Still, if Hollywood thought such big-screen success would change or co-opt the now internationally known director, it had another thing coming. In May 2015, the activist took her rebellion to Twitter as she organized a widely attended “Rebel-a-Thon” that brought more than 40 Black filmmakers and celebs together in the Twitterverse, including Debbie Allen, Malcolm D. Lee and Oprah, to engage the masses and promote AFFRM’s 2015 Rebel membership drive. Four months later, in September, DuVernay rebranded AFFRM as ARRAY, to ensure African-Americans, women and filmmakers from the African diaspora were more effectively being promoted, seen and heard.

“I love her heart, her spirit and her consciousness,” offers Ada Babineaux, filmmaker and founder of Nommo Speaker’s Bureau, a booking agency for speakers, filmmakers and artists of color.

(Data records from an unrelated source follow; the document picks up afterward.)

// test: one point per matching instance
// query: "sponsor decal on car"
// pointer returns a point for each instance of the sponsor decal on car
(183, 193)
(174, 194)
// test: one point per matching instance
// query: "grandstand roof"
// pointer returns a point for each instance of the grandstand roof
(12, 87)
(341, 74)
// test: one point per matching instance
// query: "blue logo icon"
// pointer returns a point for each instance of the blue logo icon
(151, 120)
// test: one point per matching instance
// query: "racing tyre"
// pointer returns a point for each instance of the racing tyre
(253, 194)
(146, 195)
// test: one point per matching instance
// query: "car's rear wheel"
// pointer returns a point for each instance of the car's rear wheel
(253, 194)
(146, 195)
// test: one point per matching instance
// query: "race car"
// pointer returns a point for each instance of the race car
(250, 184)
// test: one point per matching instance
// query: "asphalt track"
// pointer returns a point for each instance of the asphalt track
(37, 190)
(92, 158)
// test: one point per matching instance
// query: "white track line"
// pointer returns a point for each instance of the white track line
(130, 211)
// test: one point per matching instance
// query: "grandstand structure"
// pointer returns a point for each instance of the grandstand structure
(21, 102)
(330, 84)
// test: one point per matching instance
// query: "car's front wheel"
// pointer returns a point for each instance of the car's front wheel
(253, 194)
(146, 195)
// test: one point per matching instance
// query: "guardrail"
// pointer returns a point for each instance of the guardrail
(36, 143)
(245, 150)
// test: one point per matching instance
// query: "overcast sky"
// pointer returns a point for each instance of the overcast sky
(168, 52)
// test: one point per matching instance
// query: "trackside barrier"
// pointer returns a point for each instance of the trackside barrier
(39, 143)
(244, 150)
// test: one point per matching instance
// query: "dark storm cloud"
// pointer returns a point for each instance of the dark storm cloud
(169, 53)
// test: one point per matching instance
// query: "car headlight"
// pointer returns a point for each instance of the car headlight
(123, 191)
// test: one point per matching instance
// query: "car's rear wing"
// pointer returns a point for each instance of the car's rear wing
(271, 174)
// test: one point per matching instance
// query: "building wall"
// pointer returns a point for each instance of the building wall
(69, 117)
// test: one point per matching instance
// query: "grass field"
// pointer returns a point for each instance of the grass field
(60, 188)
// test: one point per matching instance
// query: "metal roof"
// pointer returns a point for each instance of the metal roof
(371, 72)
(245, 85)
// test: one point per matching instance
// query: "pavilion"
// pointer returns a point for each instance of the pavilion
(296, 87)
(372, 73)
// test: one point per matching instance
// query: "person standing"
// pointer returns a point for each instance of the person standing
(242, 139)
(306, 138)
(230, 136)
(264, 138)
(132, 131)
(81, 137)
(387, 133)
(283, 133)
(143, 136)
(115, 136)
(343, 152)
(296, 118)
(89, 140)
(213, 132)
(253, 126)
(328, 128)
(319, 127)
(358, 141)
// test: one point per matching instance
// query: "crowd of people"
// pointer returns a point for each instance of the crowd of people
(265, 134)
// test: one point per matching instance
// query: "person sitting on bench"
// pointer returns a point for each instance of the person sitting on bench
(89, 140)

Babineaux also admires how DuVernay has surrounded herself with a lot of the same people — including her cinematographer, current Oscar nominee Branford Young — regardless of her rising profile. “For her to keep the people she started with and then bring on more women of color to direct is phenomenal,” she says.

Concurrent with DuVernay’s high-profile activism, when it comes to film, a lot is changing whether Tinsel Town likes it or not. Over the past decade, a combination of factors have conspired to impact an increasingly out-of-touch Hollywood’s traditional grip on viewers, including the maturing of a younger generation diverse in both ethnicity and taste; the growing demands for inclusion by African-Americans, women and other socially marginalized groups; rapidly changing and more cost-effective technologies; and the much-publicized ‘Golden Age of the Small Screen’ and its provision of additional options for filmmakers, artists and viewers.

And while DuVernay’s timing and impact in the midst of such industry fluidity has been extraordinary, Babineaux clarifies that DuVernay, as the Oscar nominee herself has consistently said, didn’t “start this in a shell. She’s been handed the baton by people she treasures on the independent circuit,” a list including the likes of Julie Dash, Euzhan Palcy, Haile Gerima, Neema Barnette, Charles Burnett and fellow Oscar nominee Raoul Peck, to name a few. That acknowledged, “This is her time,” insists Babineaux, noting “some people can only ride that wave for a little bit, but she is putting a firm foundation around herself to keep moving forward.”

The great thing about it, continues Babineaux, is Duvernay fully knows “she can do films with or without Hollywood. You have to know that if Hollywood didn’t make you, then they can’t break you.

“And if you have a firm foundation of who you are, what your purpose is in this life and what you’ve been called forth to do, then you’ll move forward and do it regardless of whether you have the support of Hollywood or not.”